The meal, especially the evening meal, is a unique family moment that brings parents and children together in a friendly and good mood. However, there is a problem: your child has a tantrum in the middle of dinner. He sulks, throws a tantrum and contradicts everything you tell him to do. For parents who are confused by such behaviour, here are some tips on how to deal with these outbursts of rebellion.
DON’T GET DRAWN INTO THE CONFLICT
Don’t let yourself be drawn into a conflict that will make eating time even more upsetting. Above all, you should know that this is a phase that makes your child somewhat defiant. Indeed, he is beginning to realize that he is a person in his own right who can be dissociated from his parents. This newly acquired psychic maturity pushes him to test the limits of those around him. Mealtime is a good opportunity to express the authority he has, since it is an important moment. It is true that parents give an essential place to the food of their child. However, their refusal of certain foods should never justify a double portion of dessert.

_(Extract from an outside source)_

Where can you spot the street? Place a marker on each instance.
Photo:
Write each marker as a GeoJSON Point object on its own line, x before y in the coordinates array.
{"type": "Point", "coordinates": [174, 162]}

ISOLATION FOR BETTER EATING
Being alarmed and rushing to cook what he likes will not solve the problem and will, on the contrary, give your child more power than he has. be patient and explain calmly that the meal is a collective moment where everyone should eat. Make him understand that if he doesn’t feel like it, he has the right not to eat, but he will have to wait for the next meal without disturbing the others. Don’t give in by offering a snack with sweets. If the tantrums persist, make him eat without the rest of the family, but let him know that this is not a punishment or a rejection. Be patient and let him have his tantrum without significantly changing your attitude. Don’t bargain or reward him in any way if he does eat.
PREPARE HIM BEFORE THE MEAL
The origin of a tantrum may be the untimely interruption of a game in which your child was very involved. The thread of his thoughts and imagination is cut off and he will take out his frustration on the meal. If you have childcare but are not a parent, follow the family’s eating habits and especially warn the child a few minutes before eating. Reiterate the warnings so that he can prepare to stop playing and reconnect with reality.